Разные мысли текли в голове Прасковьи Антоновны, вспомнилось, что замок на ридикюле слабо закрывается, хотела сходить в Ольшанске в мастерскую, поправить, да в хлопотах забыла; плащ тесноват, жмет под мышками, надо было другой брать, не этот, бежевый, а темно-зеленый, тот сидел лучше, свободней, да Олимпиада Григорьевна сбила: как же, нехорошо получится, нельзя – шляпа темно-коричневая, надо, чтобы и плащ был в тон, гармонировал…

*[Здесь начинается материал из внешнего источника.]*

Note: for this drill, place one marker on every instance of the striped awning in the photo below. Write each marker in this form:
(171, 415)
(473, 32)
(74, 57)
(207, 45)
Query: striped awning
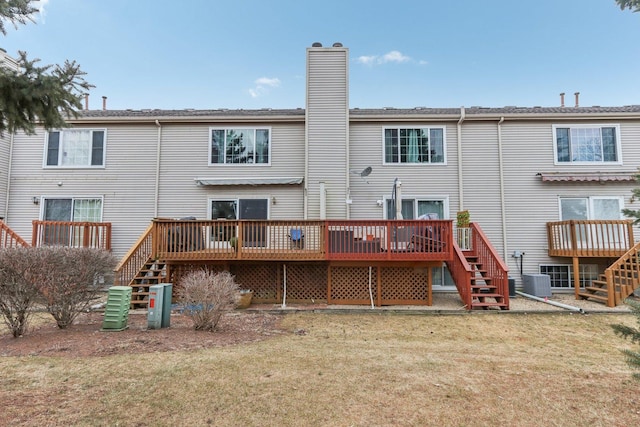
(248, 181)
(588, 177)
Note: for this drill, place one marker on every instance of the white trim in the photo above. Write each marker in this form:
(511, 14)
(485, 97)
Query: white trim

Мысли эти, появлявшиеся сами собой, вызывали досаду своей мелкостью, ненужностью, они были уместны дома, при сборах, а сейчас, уже на середине дороги к сыну, не о том надо было бы думать, не такими занимать себя пустяками… Прасковье Антоновне захотелось вспомнить во всех подробностях тот последний день, что Леня был еще дома, как с толпою таких же призванных его повели от военкомата на станцию, к товарному поезду, по пути, каким уже прошли многие толпы ольшанских мужчин и юношей, и потом повезли куда-то, куда увозили всех мобилизованных. Наверное, в этот день, в последние отпущенные ему и ей часы и минуты надо было только глядеть в лицо, в глаза сына, вбирать в себя, в свое сердце его черты, каждую его ресничку, каждое движение его губ, глаз… А она эти последние часы потратила на кухонную возню, провела у горячей плиты, чтоб наготовить Лене в дорогу побольше всяких домашних припасов: булочек, пирожков, – как старались сделать это и все другие ольшанские матери, точно это было самое главное, самое важное при расставании с сыновьями…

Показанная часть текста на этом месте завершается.